Dalam keterangannya di Solo, Jumat 12 September 2025, Jokowi menyatakan dukungan penuh agar RUU tersebut segera dibahas ulang.
“Saya mendukung penuh pembahasan kembali RUU Perampasan Aset, karena ini sangat penting untuk pemberantasan korupsi,” ujar Presiden ke-7 RI itu.
Jokowi mengingatkan, pemerintah pada masa kepemimpinannya telah tiga kali mendorong DPR agar membahas RUU tersebut. Bahkan, pada Juni 2023, dirinya sudah mengirimkan surat resmi ke DPR untuk mempercepat pembahasan.

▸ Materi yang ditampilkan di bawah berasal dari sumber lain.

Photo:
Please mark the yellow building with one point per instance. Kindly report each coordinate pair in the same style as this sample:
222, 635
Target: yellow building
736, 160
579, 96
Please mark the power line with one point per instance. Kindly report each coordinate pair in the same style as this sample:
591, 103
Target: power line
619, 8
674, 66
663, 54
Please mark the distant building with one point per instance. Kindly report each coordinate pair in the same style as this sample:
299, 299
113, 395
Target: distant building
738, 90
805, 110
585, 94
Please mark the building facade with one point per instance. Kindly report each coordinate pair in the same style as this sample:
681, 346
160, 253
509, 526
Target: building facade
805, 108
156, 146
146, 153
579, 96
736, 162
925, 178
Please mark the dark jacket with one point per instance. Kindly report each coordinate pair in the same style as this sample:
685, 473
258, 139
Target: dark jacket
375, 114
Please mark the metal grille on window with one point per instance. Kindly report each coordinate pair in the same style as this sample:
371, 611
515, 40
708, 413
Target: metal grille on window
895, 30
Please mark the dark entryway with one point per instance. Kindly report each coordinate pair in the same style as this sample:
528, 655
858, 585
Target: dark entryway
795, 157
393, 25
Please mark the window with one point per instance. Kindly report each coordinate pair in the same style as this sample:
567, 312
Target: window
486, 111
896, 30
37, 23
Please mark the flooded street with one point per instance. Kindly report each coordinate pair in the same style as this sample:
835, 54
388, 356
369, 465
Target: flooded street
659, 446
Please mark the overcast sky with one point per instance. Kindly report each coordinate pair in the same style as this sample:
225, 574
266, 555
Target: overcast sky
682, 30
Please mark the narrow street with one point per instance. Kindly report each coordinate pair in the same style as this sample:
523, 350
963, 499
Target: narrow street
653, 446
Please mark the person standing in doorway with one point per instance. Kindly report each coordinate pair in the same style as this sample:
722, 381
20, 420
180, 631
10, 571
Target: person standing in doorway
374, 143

“Namun waktu itu memang belum ditindaklanjuti oleh fraksi-fraksi,” ungkapnya.
Ia menambahkan, lambannya pembahasan kemungkinan besar dipengaruhi belum adanya kesepakatan antarfraksi.
“Biasanya menunggu arahan dari ketua partai masing-masing,” jelas Jokowi.
Meski demikian, Jokowi menyambut baik jika kini ada perkembangan baru. Ia menilai pengesahan RUU Perampasan Aset akan menjawab tuntutan masyarakat yang menginginkan langkah tegas terhadap praktik korupsi.
“Kalau RUU ini jadi dibahas dan disahkan, maka negara bisa merampas harta hasil korupsi. Itu jelas akan memperkuat penegakan hukum dan menutup celah bagi pelaku untuk menikmati hasil kejahatannya,” tandas Jokowi.